Frank Capra, c’est un peu le Hollywood populaire. L’homme obstiné qui tourne ses idées coûte que coûte sans studio et avec des acteurs mécontents (New- York, Miami). Loin des classiques subterfuges, il n’utilisera pas les diamants et belles voitures pour nous faire rêver, non. Frank Capra, ce sera plutôt des carottes crues en déjeuner et un auto-stop aussi atypique qu’érotique. Au-delà du cinéma, ce sont manifestes.
Franck Capra ce sont des séances tordantes et des films distributeurs de sourires, des questions aussi : « Mais comment les américains ont-ils pu aimer ce film en 1936 alors qu’il est communiste ? » (L’extravagant Mr. Deeds). Après un léger mouvement de sourcils et un rembobinage express des images du film, l’impression se confirme : il n’y a jamais réellement de discours politique dans son cinéma mais une mise en scène d’actes dont la nature tend plus vers la solidarité et la justice que le communisme. Pas de classes sociales, pas de prolétariat, pas de bourgeois mais de l’humour et de l’amour, du charisme et de l’héroïsme – et pour cela, n’oublions pas les interprètes en or que capte Capra comme Gary Cooper, Jean Arthur, Clark Gable, Claudette Colbert.
Frank Capra s’engagera dans ses films sous couvert d’un humour sensuel aussi juste que mordant qui, des décennies plus tard, n’aura de cesse de nous convaincre.

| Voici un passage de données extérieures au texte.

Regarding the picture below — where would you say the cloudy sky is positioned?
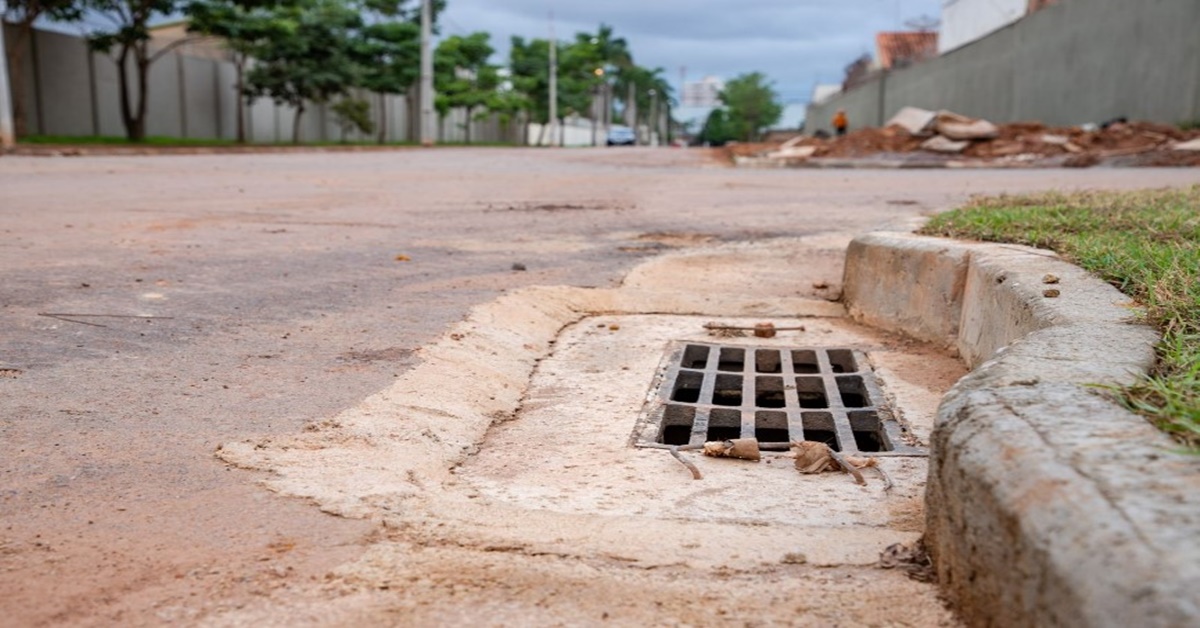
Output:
[442,0,942,121]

Le temps de Claude Sautet (1960-1995)
Il n’est pas des plus anciens, il n’est pas des plus méconnus. Ce cinéaste, c’est Claude Sautet. Celui que l’on a qualifié de réalisateur commercial (énorme méprise d’ailleurs que de confondre l’envie du profit à celle de l’accessibilité d’un film) est mis à l’honneur au Festival Lumière. Ses plus grands succès (César et Rosalie, Les choses de la vie…) sont à nouveau sur le grand écran et c’est avec joie que nous découvrons cette esthétique floue aux teintes passées, ces personnages simples et francs. Chez Sautet, tout est délicat : de son scénario au jeu des acteurs, rien ne va être imposé. Il y a le génie de parvenir à une inimitable finesse intellectuelle tout en restant extrêmement accessible. Chacun va s’y distraire, rire et pleurer mais l’émotion que vous garderez sera le bucolique regret d’avoir quitté cet univers au charme fou. C’est cela qui fait la magie de Sautet, il touche tout le monde, en plein cœur.